My father was born at home in Green Bay, Wisconsin, just as the country emerged from the depression. Raised by a traveling salesman father and a mother who was a nurse, he immersed himself in his school work and the Boy Scouts. Whatever level of curiosity my father was born with, his teachers and Scout leaders nourished it by always challenging him to ask questions and explore. His courses, the pursuit of merit badges, camping trips, and club activities each instilled in him a deep respect for learning of all types. These opportunities worked in tandem with teachers and mentors to instill the power of wonder in his view of the world. To this day, he remains a lifelong learner—curious about just about everything. 

I have been thinking about the impact the pandemic has had on our students’ sense of curiosity. Without the easy exposure to their teachers, peers, and opportunities that more traditional schooling provides, are they left captive to the echo of what they already know?

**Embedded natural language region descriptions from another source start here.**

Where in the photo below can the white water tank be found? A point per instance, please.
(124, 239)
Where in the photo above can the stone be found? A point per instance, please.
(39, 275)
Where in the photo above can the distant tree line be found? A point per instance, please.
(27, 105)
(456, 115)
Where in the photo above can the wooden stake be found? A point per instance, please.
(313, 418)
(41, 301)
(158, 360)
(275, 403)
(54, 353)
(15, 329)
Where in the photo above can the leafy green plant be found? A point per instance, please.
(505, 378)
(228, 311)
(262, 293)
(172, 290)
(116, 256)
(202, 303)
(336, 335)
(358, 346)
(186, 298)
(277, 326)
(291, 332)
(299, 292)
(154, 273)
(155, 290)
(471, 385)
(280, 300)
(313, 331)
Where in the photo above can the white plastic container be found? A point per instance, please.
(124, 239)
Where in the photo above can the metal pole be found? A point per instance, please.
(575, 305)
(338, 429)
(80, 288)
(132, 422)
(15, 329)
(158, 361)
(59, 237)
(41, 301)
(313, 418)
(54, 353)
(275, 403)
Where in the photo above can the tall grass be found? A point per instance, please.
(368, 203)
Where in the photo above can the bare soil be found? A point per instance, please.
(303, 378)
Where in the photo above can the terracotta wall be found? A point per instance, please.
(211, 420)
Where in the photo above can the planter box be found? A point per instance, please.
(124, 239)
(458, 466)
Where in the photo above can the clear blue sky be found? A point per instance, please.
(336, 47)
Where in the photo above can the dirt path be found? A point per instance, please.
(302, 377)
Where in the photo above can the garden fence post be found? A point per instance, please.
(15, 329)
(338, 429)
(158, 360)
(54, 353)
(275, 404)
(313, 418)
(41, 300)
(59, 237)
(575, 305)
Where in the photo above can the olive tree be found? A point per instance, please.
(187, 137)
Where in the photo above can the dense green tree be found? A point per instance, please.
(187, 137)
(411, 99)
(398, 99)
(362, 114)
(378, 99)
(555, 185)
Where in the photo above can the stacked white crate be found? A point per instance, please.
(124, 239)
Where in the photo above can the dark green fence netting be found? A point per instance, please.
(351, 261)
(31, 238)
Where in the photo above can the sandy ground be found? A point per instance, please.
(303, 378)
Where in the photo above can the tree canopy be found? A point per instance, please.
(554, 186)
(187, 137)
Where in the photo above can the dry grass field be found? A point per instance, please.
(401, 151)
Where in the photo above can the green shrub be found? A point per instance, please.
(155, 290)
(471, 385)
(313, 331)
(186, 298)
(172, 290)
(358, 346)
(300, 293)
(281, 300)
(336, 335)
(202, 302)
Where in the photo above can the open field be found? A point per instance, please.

Or have they found that the mitigated pace has given them time to read, to explore, and to imagine? I hope it is the latter because it will give them a chance to recognize the power they have to shape their future. In painfully short supply in the public discourse right now, curiosity is the lubricant that makes new ideas thrilling, new experiences transforming, and new perspectives invaluable. Curious kids are a teacher’s dream, a tonic that drives deep, meaningful conversations in the classroom and beyond. Particularly now, these students remind us why we have committed ourselves to the classroom and the school.

My father does not need more stuff, so he is not an easy person to buy gifts for. For his 86th birthday, I bought him a subscription to MasterClass in the hopes that it would offer a new resource to mine his curiosity without creating more clutter in his apartment. While getting him set up took his grandson’s technical prowess, my father has found a new way to stretch his mind and nourish his lifelong pursuit of wanting to know more. My weekly calls with him remind me how much I hope to remain curious and excited to keep learning and how important it is for us to recognize and encourage these habits in our students.